On one take, I half-sang, half-talked and his expression brightened. “Try talking the whole thing.” My rock-star dream had officially hit the brick wall of reality. I’d failed at the guitar, and now I’d been advised not to sing. But he was right: It sounded better. I carried a tolerable tune on the chorus, and Moby added his own backup vocals, then manipulated my voice with compression and reverb to lend it character. “Every once in a while, it sounds like Lou Reed,” he said, as we listened to the final version. “There are worse things.”

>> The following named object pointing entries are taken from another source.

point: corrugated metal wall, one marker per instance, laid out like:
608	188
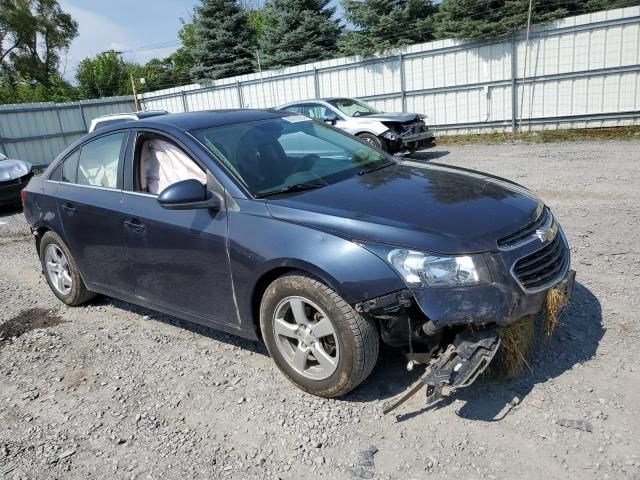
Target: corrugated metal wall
38	132
580	72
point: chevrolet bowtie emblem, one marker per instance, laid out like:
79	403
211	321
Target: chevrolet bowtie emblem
545	234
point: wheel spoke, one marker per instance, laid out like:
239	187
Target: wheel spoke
299	359
297	307
324	359
322	328
66	279
286	329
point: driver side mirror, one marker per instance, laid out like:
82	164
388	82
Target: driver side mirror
331	118
188	195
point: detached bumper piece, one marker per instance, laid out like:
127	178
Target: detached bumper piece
456	367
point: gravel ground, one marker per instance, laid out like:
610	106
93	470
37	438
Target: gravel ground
112	390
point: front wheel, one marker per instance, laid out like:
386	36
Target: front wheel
61	271
374	141
315	338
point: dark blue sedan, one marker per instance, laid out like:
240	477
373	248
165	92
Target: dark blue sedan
276	227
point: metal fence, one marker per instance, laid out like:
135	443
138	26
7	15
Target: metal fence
577	72
37	132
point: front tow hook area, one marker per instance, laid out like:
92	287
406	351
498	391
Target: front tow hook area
458	366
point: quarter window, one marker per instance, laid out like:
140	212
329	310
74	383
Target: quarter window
70	167
98	163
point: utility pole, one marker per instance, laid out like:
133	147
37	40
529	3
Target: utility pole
135	95
524	73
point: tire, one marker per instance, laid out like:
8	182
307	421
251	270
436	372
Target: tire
353	346
77	290
374	141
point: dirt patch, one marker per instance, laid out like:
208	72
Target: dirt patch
26	321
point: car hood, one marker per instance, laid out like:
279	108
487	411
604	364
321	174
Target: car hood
392	117
422	206
12	169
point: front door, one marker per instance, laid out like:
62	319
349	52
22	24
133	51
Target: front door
178	257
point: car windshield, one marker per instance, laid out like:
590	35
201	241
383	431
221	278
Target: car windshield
283	155
353	108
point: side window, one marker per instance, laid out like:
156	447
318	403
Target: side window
98	162
70	167
160	163
293	109
315	111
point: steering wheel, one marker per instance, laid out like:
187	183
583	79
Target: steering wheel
307	162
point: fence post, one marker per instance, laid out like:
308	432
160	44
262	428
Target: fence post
84	120
514	76
185	106
316	83
239	92
403	90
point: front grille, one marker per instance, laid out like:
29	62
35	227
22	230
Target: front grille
544	266
525	232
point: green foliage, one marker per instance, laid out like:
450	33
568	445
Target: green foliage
105	75
297	31
485	19
382	25
223	41
34	34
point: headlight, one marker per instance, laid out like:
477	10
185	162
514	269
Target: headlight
422	269
419	268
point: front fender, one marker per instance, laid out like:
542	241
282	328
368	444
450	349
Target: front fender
260	244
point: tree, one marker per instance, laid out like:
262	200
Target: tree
297	31
482	19
223	41
381	25
105	75
34	33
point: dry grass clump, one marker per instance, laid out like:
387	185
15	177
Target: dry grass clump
556	301
516	341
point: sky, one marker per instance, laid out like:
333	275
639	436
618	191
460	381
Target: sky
148	28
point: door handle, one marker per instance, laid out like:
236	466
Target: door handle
68	208
134	225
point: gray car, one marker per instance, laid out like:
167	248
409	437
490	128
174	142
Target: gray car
392	132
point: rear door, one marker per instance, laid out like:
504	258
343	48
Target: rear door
178	257
88	201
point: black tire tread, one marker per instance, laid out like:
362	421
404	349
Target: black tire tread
365	334
79	292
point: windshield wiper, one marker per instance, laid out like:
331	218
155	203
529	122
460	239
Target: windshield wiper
296	187
373	169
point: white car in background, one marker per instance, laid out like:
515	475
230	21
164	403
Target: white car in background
391	132
104	120
14	176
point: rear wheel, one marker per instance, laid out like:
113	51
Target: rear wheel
374	141
61	271
315	338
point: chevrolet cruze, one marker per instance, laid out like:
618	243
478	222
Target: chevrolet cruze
280	228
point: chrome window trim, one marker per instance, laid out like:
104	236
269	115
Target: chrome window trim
97	187
557	278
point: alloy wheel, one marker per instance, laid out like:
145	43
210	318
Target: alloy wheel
306	338
58	269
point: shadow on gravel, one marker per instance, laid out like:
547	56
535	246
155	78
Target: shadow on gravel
154	315
26	321
575	341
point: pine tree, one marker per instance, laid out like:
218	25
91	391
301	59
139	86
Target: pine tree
385	24
223	41
482	19
297	31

Lady Ronkonkoma Moby and Hugo Lindgren
This one’s for you, Brussels: As we sat in his living room, sipping tea (Moby remains a partner in Teany, the Lower East Side tea salon), Moby discussed his immediate future: two months of European festivals. His fame may have plateaued at home, but he remains a huge star almost everywhere else. “My last album sold more in Belgium, a country of 10 million, than the U.S.,” he said. “If ‘Lady Ronkonkoma’ has a chance, it’s there.”